SaleSpotter Retrospective

A look back at how I built a large retail data platform. What worked, what broke, and what it taught me.

Technical Solution Overview

SaleSpotter is a retail data platform. It tracks price trends and promotions across major Dutch supermarkets (Etos, Jumbo, AH, Kruidvat). The system is built from three parts, each one able to run on its own.

1. Data Scraper (TypeScript/Playwright)

I used a Bronze -> Silver -> Gold pipeline to scrape, process, and store product data.

Bronze (Raw Data): Fetching raw HTML/JSON from the source and saving it to disk (Gzip). Logic handles rate limiting, cookies, and network retries.
Silver (Extracted Data): Parsing the raw Bronze files using Cheerio and Zod to extract structured data (prices, titles, etc.) and validate the schema.
Gold (Normalized Data): Aggregating data from all scrapers, validating quality, and loading into the database via a separate service that watches for new Silver data.

Performance Metrics

The scrapers held a steady pace in production runs:

Etos: ~10 products/min throughput, with 2,300+ products successfully extracted in a single session.
Kruidvat: 7,300+ products discovered across 15 categories, with a paced acquisition rate of ~8s per product to minimize detection.

Technological Evolution (Lessons from the Trenches)

The scraper went through several phases as I adapted to anti-bot measures:

mTLS + Crawlee: Initial attempt using custom TLS fingerprinting. While technically elegant, it proved too slow for the scale required and was eventually detectable.
Crawl4AI + Markdown: Shifted to fetching content as Markdown to simplify the Silver parsing layer. This let me scrape ~3,000 products before hitting significant blocks.
LLM-Based Silver Phase: The most resilient parsing approach used gpt-4o-mini to extract structured attributes from Markdown, significantly increasing accuracy for dynamic and inconsistent pages where traditional CSS selectors failed.

2. Backend Service (Go)

The backend is written in Go and split into layers:

Frameworks: Built on Gin for routing and Uber FX for robust dependency injection.
API Architecture: Utilizes Huma for OpenAPI-driven handlers, ensuring every endpoint is well-documented and type-safe from the start.
Persistence: Managed through GORM models interacting with a MySQL database.
Connectivity: Integrated with Google OAuth for secure authentication and directly with the Albert Heijn API for efficient weekly product updates.

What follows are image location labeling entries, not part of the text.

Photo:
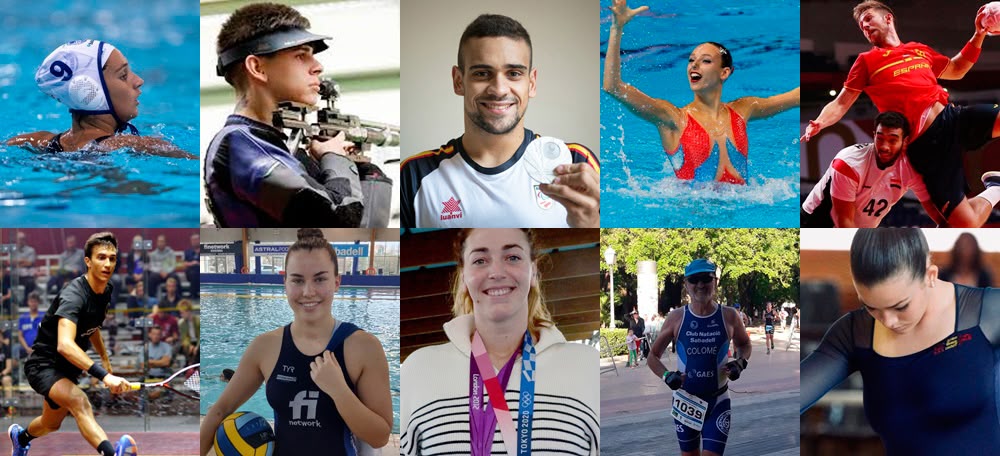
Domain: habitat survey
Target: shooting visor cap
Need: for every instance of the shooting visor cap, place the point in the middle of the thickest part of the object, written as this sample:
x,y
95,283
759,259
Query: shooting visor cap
x,y
268,44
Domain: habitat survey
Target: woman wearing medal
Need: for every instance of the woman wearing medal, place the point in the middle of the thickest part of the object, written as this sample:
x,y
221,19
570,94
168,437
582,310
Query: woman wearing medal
x,y
502,339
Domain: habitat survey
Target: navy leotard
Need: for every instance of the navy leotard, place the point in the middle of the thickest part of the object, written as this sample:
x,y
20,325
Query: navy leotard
x,y
944,399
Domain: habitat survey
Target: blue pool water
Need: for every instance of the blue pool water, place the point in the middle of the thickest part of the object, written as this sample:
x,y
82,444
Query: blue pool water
x,y
160,40
639,188
232,315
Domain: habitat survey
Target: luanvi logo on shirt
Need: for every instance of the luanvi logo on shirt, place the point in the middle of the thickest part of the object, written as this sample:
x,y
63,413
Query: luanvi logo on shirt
x,y
952,342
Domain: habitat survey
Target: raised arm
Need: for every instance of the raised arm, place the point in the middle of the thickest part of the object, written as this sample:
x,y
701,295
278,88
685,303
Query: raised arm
x,y
832,112
368,414
653,110
962,62
759,108
829,365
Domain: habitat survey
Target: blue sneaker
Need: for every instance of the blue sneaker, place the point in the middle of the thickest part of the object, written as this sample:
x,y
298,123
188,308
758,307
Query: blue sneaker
x,y
991,179
16,449
126,446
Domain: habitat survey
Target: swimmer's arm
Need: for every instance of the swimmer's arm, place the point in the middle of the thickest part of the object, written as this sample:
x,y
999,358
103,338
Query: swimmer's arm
x,y
759,108
667,334
144,144
741,340
245,382
37,139
660,112
828,365
832,112
843,213
369,413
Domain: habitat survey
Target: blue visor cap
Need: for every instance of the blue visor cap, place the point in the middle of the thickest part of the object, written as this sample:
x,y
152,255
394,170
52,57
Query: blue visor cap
x,y
699,266
268,44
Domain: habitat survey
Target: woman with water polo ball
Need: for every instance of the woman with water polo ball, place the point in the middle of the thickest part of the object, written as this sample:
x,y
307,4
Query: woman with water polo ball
x,y
95,81
707,139
504,357
926,350
327,381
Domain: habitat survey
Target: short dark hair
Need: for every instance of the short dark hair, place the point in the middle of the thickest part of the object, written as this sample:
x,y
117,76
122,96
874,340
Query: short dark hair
x,y
254,21
312,239
105,238
880,253
866,5
727,56
893,119
494,26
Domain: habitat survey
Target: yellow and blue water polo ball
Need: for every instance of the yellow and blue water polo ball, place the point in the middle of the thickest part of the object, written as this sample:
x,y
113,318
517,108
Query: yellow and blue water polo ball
x,y
244,434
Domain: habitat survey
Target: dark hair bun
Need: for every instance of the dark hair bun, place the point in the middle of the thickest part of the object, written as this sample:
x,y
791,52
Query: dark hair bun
x,y
307,233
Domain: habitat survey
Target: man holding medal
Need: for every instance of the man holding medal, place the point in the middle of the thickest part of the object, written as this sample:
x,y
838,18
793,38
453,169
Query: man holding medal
x,y
702,330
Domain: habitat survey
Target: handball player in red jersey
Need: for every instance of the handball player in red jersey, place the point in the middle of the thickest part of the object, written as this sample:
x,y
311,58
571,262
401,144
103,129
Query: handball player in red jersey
x,y
903,77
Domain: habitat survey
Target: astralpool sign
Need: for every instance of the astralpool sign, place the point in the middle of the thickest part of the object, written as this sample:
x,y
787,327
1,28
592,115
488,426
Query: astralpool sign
x,y
343,250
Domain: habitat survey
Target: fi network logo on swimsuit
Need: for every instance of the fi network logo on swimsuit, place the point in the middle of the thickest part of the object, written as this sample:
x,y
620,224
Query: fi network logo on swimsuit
x,y
304,400
452,209
952,342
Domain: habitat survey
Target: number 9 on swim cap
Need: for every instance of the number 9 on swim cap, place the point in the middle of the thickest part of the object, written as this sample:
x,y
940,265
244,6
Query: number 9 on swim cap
x,y
244,434
543,155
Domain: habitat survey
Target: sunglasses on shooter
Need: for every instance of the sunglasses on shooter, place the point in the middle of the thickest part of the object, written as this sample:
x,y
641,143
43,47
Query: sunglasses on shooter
x,y
705,277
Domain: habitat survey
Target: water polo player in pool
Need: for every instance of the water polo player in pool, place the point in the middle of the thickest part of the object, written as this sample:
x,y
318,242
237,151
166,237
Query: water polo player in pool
x,y
926,350
327,380
705,140
95,81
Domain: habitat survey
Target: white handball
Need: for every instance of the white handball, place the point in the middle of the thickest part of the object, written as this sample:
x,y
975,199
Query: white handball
x,y
989,18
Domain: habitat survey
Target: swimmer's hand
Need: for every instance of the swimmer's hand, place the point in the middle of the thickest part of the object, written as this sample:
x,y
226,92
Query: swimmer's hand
x,y
811,131
578,188
117,384
325,371
336,145
623,13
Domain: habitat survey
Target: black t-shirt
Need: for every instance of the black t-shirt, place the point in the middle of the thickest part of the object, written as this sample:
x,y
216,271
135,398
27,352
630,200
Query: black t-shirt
x,y
81,305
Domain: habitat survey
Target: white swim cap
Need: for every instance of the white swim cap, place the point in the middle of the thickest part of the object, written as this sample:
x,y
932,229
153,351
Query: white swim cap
x,y
72,75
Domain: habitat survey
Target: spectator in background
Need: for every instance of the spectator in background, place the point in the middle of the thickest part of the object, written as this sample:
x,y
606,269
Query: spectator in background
x,y
638,327
24,264
70,266
171,295
967,267
190,328
162,263
6,369
136,262
138,302
166,322
192,258
27,324
160,354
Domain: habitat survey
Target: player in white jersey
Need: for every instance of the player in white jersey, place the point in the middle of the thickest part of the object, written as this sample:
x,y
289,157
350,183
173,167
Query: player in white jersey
x,y
865,180
480,179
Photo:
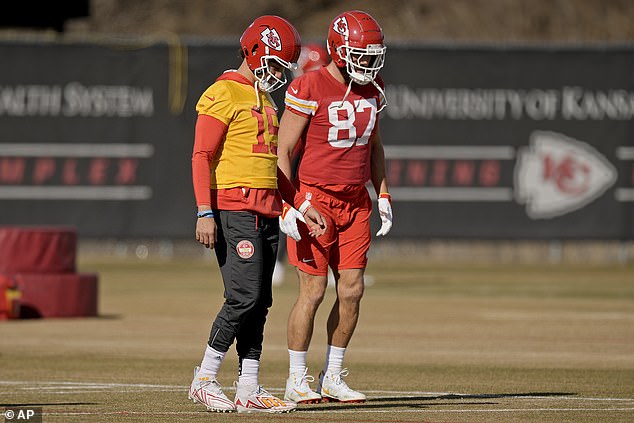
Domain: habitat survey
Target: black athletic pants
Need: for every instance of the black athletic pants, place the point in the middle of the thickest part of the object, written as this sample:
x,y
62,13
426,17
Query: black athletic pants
x,y
246,251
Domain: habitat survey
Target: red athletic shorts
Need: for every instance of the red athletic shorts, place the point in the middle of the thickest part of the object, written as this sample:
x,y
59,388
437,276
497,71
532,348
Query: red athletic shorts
x,y
345,244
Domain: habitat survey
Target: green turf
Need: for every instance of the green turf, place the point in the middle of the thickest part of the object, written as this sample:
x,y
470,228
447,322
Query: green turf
x,y
463,343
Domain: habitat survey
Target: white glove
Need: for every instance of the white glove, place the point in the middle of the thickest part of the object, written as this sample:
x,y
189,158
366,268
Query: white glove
x,y
288,221
385,211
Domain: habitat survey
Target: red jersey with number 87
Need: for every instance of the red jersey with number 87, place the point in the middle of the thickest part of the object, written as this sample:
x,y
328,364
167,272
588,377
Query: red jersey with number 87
x,y
336,147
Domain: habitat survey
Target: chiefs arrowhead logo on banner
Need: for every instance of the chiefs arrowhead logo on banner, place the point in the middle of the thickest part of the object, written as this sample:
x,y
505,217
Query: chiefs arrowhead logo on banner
x,y
556,175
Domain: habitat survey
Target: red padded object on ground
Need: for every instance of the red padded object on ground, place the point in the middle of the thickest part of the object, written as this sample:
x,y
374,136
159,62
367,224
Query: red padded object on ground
x,y
37,249
61,295
9,298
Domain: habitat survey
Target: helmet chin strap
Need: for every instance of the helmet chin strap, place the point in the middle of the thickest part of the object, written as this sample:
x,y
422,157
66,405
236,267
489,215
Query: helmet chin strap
x,y
347,92
258,105
378,87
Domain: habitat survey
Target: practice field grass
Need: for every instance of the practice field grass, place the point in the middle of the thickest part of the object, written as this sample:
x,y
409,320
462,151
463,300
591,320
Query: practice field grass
x,y
463,343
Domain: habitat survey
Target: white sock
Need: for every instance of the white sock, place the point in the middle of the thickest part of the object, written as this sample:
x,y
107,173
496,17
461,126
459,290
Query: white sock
x,y
334,358
211,363
297,361
249,370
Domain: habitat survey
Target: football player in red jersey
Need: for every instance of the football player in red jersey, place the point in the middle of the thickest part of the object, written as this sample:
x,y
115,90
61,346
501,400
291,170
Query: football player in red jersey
x,y
334,114
312,57
237,186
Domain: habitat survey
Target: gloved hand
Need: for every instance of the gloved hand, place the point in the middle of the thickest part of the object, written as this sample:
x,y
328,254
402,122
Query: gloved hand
x,y
385,212
288,221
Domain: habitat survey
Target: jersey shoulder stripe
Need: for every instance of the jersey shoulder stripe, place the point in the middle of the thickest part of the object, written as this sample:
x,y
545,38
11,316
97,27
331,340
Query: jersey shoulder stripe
x,y
307,107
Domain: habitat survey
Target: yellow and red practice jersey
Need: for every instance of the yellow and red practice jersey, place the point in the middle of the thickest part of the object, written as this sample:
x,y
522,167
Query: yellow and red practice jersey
x,y
248,155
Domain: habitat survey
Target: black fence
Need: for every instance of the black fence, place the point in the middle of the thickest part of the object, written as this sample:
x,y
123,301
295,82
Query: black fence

3. Infrastructure (Terraform/Ansible)

Production runs on Hetzner Cloud, managed end to end as code:

Provisioning: Terraform for reproducible environment setup (Load Balancers, DB Servers, App Servers).
Configuration: Ansible playbooks automate everything from private network NAT gateway configuration to security hardening (Fail2Ban, Auditd).
Observability: A full monitoring stack including Prometheus, Grafana, Loki, and Promtail for real-time log collection and alerting.
CI/CD: Integrated GitHub Actions workflows for automated Docker-based deployments.

Why It "Failed" (Technical Challenges)

The engineering held up. The blockers came from outside:

Anti-Bot Sophistication: Sites like Kruidvat utilize DataDome. Even with Playwright Stealth, large-scale runs required expensive residential proxies or slow, human-mimicry pacing to avoid progressive blocking.
Dynamic Web Components: Reliance on Shadow DOM and AJAX-hydrated content meant standard scraping often missed pricing data without complex network interception or visual waiting.
Data Volume vs. Cost: Ingesting uncompressed HTML for thousands of items created a trade-off between scraper speed and proxy bandwidth costs.
Maintenance Burden: Frequent changes in supermarket HTML required constant adjustment of selectors.